In the case discussed above, for example, the ethics and advocacy advisory group mobilized to discuss the issues of identity and identity terminology in publishing internationally, which was extremely helpful. We are grateful for those conversations. This issue has brought up a lot of important themes for ethnobiology; perhaps most saliently that our discipline, in the ways it brings people together from different regions and fields, will be a site of contested terms, interpretations, views, and ontologies. Our publications strive to be a place where these things lead to learning and dialogue rather than conflict and entrenchment. We invite further conversation on the topic, either here in Ethnobiology Letters’ Perspectives venue, or on the SoE’s Forage blog.

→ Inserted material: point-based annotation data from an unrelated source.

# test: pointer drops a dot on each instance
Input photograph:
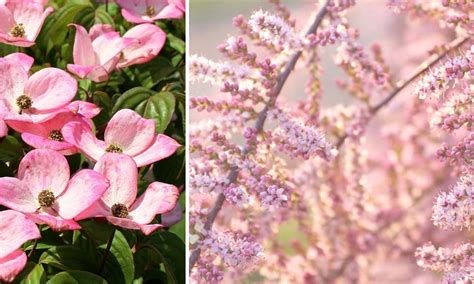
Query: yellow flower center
(18, 30)
(119, 210)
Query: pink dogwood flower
(15, 229)
(120, 205)
(128, 133)
(97, 53)
(33, 98)
(149, 11)
(148, 40)
(45, 193)
(48, 135)
(21, 21)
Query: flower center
(150, 11)
(113, 149)
(119, 210)
(46, 198)
(56, 135)
(24, 102)
(18, 30)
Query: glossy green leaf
(76, 277)
(32, 274)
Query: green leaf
(76, 277)
(67, 258)
(119, 267)
(32, 274)
(160, 107)
(10, 149)
(171, 253)
(172, 169)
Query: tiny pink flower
(33, 98)
(21, 21)
(96, 53)
(148, 11)
(127, 133)
(120, 205)
(15, 229)
(45, 193)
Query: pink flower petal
(15, 229)
(84, 188)
(3, 129)
(88, 110)
(50, 89)
(130, 224)
(128, 130)
(13, 82)
(98, 209)
(55, 222)
(163, 147)
(11, 265)
(43, 169)
(16, 195)
(83, 52)
(158, 198)
(24, 60)
(82, 137)
(100, 29)
(151, 40)
(79, 70)
(121, 171)
(172, 217)
(39, 142)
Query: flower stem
(107, 250)
(259, 123)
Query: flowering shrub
(92, 141)
(293, 188)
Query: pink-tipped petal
(43, 169)
(11, 265)
(13, 82)
(50, 89)
(84, 188)
(3, 129)
(158, 198)
(55, 222)
(151, 40)
(163, 147)
(83, 52)
(100, 29)
(15, 229)
(98, 209)
(24, 60)
(39, 142)
(16, 195)
(86, 109)
(172, 217)
(122, 173)
(79, 70)
(130, 224)
(128, 130)
(82, 137)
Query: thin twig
(403, 84)
(259, 123)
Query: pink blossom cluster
(456, 207)
(457, 263)
(39, 105)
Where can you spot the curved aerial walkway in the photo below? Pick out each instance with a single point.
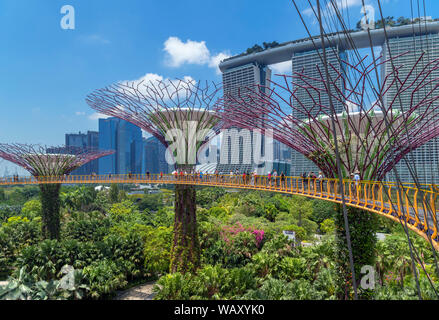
(402, 203)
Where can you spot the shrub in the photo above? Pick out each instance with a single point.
(25, 286)
(210, 282)
(328, 226)
(271, 289)
(31, 209)
(174, 286)
(104, 278)
(7, 211)
(16, 234)
(86, 229)
(157, 250)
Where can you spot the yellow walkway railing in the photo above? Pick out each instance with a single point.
(404, 203)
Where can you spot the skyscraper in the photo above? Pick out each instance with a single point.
(126, 139)
(236, 144)
(424, 160)
(309, 63)
(154, 156)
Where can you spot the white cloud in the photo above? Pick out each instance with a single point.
(191, 52)
(94, 39)
(282, 67)
(215, 61)
(95, 116)
(340, 4)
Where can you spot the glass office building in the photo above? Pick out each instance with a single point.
(423, 161)
(89, 140)
(126, 139)
(236, 152)
(154, 156)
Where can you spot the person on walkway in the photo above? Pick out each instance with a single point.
(305, 180)
(282, 180)
(320, 181)
(312, 179)
(357, 183)
(269, 178)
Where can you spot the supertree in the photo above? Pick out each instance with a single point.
(45, 164)
(178, 113)
(366, 139)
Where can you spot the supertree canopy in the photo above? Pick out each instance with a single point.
(330, 119)
(371, 139)
(49, 162)
(178, 113)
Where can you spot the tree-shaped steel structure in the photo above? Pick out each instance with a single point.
(179, 114)
(43, 162)
(371, 139)
(365, 139)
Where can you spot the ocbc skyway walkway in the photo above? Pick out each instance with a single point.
(406, 203)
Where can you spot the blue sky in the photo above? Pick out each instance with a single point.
(46, 72)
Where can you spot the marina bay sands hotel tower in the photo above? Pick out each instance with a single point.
(249, 69)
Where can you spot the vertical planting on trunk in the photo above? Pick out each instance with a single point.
(362, 226)
(185, 253)
(50, 203)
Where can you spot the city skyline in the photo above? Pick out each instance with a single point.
(54, 104)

The double-helix topics of identity and respect are far too complex for us to do justice here. But as in a personal life, through our individual and collective slip-ups and discomfort, generous ‘callings in’ for each other, and contributions to a collective endeavor we hope to get better at the hard stuff and be better relations to each other and the rest of the world.
Notes
1There are a couple details that I (Wyndham) would like to address personally as I was the one involved. I am very sorry indeed that there was an oversight in carrying through the addition of a post-publication editor’s note back in January 2019 to remove the term ‘scholars of color’ and other references to places of origin. In response to his mention, I was clear with Dr. Pierotti that it was his choice whether or not to submit his original review, and I certainly have never prodded him to submit written work against his will. I did tell him that critical reviews are as welcome as positive ones. I stand by the idea that our journal does not only publish positive reviews of others’ work. As a place that holds space for thoughtful debate and critique to move the discipline forward, we are open to uncomfortable topics, constructive criticism, and downright disagreements. We do require that dialogue be respectful, which is why we wrote this editorial--to help all of us do better in this arena. The co-editors and the SoE ethics and advocacy committee were all involved in discussions and decisions about this back-and-forth in EBL since the beginning, so as to make decisions together that are in EBL's and our readership's best interest. I am grateful to each person and to the collective for their involvement. The level of reflection and insight about meta-processes in our discipline makes me honored to be a part of it and, as I transition off the editorial team after two terms, hopeful that ethnobiology can lead the way towards a more ground-truthed and equal-access academia.